后来他胆子越来越大。
白天也敢盯着马大凤看了。吃饭的时候她端菜上桌,弯下腰把菜碟子搁在桌子中间,领口敞着一条缝。
他在那条缝里看见过她乳沟的轮廓,白白的,深深的,汗珠子顺着那道沟往下滚。他的筷子停在半空中,嘴里的饭嚼着嚼着就忘了咽下去。
“满仓。”梁满囤叫了一声。
他猛地回过神来:“嗯?”
“你发什么呆?筷子举半天了。”
“没、没发呆。”他把筷子插进碗里,拼命扒饭。
马大凤看了他一眼,没说话,端起碗继续喝粥。
夏天越来越热。
马大凤在院子里洗衣裳,蹲在木盆边上,袖子卷到胳膊肘上头,露出两条白生生的手臂。
她使劲搓衣裳的时候,胸前那两坨肉就跟着晃,薄薄的汗衫根本兜不住。
汗衫领口本来就低,她一弯腰搓衣裳,领口就往下坠,从侧面能看见大半只奶子。
梁满仓坐在门槛上搓麻绳,手里的麻绳搓着搓着就停住了。
“满仓,麻绳搓好了没?”马大凤头也不抬地问。
“快了。”他低下头,手上使劲搓,耳朵根红得像煮熟的虾。
有一回更邪乎。
马大凤在院子里晒被单,被单挂上晾衣绳的时候风一下子把被单吹起来,她伸手去拽,整个身子往前一探,汗衫的下摆就往上撩,露出一截白花花的腰。
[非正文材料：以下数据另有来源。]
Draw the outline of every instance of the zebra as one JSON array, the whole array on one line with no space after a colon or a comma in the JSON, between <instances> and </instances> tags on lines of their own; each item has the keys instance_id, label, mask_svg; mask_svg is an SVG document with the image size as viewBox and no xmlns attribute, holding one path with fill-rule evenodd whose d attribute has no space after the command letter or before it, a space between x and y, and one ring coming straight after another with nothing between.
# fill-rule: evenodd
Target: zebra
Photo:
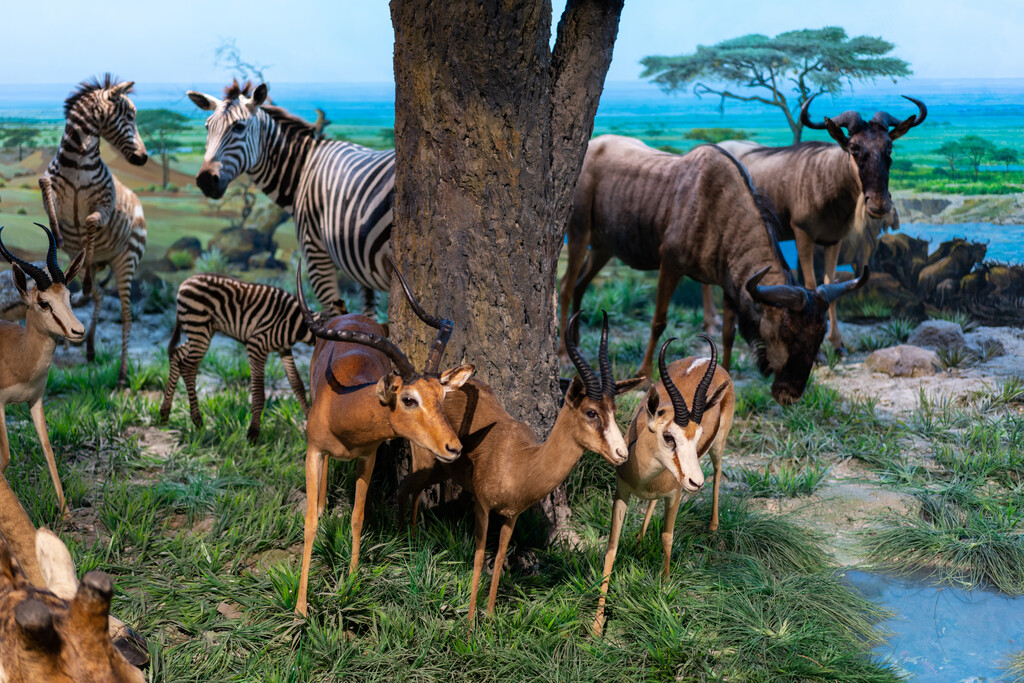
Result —
<instances>
[{"instance_id":1,"label":"zebra","mask_svg":"<svg viewBox=\"0 0 1024 683\"><path fill-rule=\"evenodd\" d=\"M336 302L332 312L339 315L346 313L344 302ZM179 346L182 332L188 337L188 341ZM315 338L306 327L296 296L269 285L245 283L227 275L200 273L189 276L178 287L177 316L171 342L167 347L171 371L164 387L164 401L160 407L161 421L166 422L171 414L174 390L180 376L185 381L193 423L197 428L203 426L203 416L196 395L196 374L199 372L200 361L210 348L210 339L217 332L246 345L251 375L249 388L252 393L252 420L248 432L250 441L259 437L260 417L266 399L263 371L271 352L281 354L285 374L302 405L302 413L309 412L306 388L295 370L292 347L299 342L312 344Z\"/></svg>"},{"instance_id":2,"label":"zebra","mask_svg":"<svg viewBox=\"0 0 1024 683\"><path fill-rule=\"evenodd\" d=\"M85 250L84 296L92 294L92 319L85 338L86 359L95 357L96 322L102 285L93 287L96 272L110 266L121 299L121 365L118 388L127 377L131 333L131 281L145 251L145 217L135 194L125 187L99 158L105 139L134 166L148 155L135 126L135 104L128 99L134 81L83 81L65 100L63 136L56 156L39 179L50 229L69 254Z\"/></svg>"},{"instance_id":3,"label":"zebra","mask_svg":"<svg viewBox=\"0 0 1024 683\"><path fill-rule=\"evenodd\" d=\"M295 217L299 246L316 298L341 298L337 269L362 286L364 312L373 315L374 291L390 288L386 269L394 204L394 150L323 139L315 126L267 101L267 86L249 94L236 81L218 99L195 90L188 97L212 112L206 156L196 184L212 199L248 173Z\"/></svg>"}]
</instances>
那腰真细,胯骨上头有一道弧线,往裤腰里收进去,收得又紧又圆。
梁满仓正从茅房里出来,一眼撞见这一幕,裤裆里当时就撑起来了。
他一个转身又回了茅房。
在茅房里站了半天,等那东西消下去了才敢出来。
他恨自己。
恨得咬牙切齿。
夜里躺在炕上,他骂自己不要脸,骂自己是chusheng,骂完了又把被子蒙在头上,脑子里翻来覆去全是他嫂子的影子。
不是后来的嫂子,是七年前蹲在他面前往他手心里塞糖的那个嫂子,胭脂晕开了,眼睛弯弯的,说“叫嫂子”。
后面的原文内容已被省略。